Overall, the teams ranked in the Top 10 are covering at a sub .500 clip the last three seasons. However, looking at the first three weeks of the college football season tells a different story. In the last three opening weeks of the season the Top 10 has gone a combined 15-6 against the spread. In Week 2s the Top 10 teams have won money also at a rate of 13-10-1. They also enjoyed a winning mark in Week 3s, going 14-10-1 ATS. That totals 42-26-2 ATS, and that is a very nice return for any college football handicapper.
At this point, either the oddsmakers start adjusting numbers too greatly to compensate for the Top 10's ATS success or the public is driving the number too high. Either case, out of the remaining 14 weeks (during the last two years), the Top 10 has only won money two more weeks, on average . This season the trend has stayed true as the Top 10 teams in the country have won money overall in the first three weeks.

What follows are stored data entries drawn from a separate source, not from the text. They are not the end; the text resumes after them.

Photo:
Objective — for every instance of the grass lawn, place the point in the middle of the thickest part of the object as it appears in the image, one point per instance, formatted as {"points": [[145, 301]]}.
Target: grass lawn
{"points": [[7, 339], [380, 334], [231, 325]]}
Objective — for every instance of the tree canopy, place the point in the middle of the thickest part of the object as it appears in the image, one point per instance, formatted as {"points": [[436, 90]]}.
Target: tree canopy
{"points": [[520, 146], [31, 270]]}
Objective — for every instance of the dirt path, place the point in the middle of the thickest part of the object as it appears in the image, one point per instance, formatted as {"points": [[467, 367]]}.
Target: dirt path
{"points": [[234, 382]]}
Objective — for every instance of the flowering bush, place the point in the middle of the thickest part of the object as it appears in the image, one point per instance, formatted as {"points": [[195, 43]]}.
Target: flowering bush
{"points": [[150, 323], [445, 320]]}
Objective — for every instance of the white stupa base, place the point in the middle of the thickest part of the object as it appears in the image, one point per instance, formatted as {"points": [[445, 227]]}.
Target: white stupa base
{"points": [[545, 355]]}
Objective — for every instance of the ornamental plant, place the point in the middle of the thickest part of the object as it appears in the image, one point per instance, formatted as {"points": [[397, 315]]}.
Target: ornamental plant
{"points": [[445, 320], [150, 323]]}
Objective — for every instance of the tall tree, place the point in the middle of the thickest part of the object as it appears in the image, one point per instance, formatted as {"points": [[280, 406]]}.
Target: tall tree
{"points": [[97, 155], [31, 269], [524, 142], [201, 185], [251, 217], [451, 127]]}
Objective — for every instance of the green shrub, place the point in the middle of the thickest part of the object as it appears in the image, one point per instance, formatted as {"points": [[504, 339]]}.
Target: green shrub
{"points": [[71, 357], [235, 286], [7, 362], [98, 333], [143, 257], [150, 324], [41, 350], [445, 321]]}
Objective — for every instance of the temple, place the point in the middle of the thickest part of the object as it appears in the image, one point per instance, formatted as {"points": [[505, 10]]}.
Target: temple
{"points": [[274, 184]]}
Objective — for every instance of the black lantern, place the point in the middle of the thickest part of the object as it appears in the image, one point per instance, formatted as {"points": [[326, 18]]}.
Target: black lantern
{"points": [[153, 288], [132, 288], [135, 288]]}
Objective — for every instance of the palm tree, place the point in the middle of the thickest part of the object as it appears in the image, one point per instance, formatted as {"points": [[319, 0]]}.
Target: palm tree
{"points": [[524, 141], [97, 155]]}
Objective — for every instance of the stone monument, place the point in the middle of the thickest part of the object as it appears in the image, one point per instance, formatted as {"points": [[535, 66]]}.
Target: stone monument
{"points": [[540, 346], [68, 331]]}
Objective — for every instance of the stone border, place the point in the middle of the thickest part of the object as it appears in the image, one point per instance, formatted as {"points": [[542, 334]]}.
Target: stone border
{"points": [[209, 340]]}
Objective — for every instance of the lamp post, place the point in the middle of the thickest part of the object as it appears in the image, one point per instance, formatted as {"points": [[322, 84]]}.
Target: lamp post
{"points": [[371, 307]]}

After cashing in on the highly ranked teams the first three weeks, bettors saw them go an atrocious 17-36 ATS the last two seasons combined. As we enter the fourth week of the college football season, the value now switches to the unranked teams playing against some of the country's best.
The rest of the top 25 does have significant value throughout the season. Teams ranked No. 11-No. 25 by the Associated Press have had 10 winning weeks out of possible 14 looking at the last three years. This is a trend that stays true throughout the season. Teams ranked out of the Top 10 often do not deal with the pressure and the scrutiny as those teams ranked in the single digits. Playing on the road becomes a lot more of a hostile situation when a team comes into the game with a No. 3 or No. 7 preceding them.
The level of parity in college football becomes more apparent for a number of reasons. Television exposure by ESPN on weekday night games has allowed conferences like the MAC and Conference USA to get publicity, which, in turn, helps with recruiting. A limit on scholarships per university has also helped level the playing field somewhat. In the era of Boise State and Utah winning Fiesta Bowls and Hawaii reaching the Sugar Bowl, smaller programs, usually ranked outside of the Top 10, have continued to improve. Bettors would also be wise to stay away from betting on teams in the Top 10 even if they have helped build an early bankroll from the first three weeks.
In a classic economics example, now is the time to sell high and avoid the top teams in the country and buy low and find solid value amongst the rest of the top 25. Teams to be wary of this week in the Top 10 facing, unranked opponents include No. 3 Georgia (-6.5) at Arizona State, No. 4 Florida (-7.5) at Tennessee and Buffalo at No. 5 Missouri (-33.5).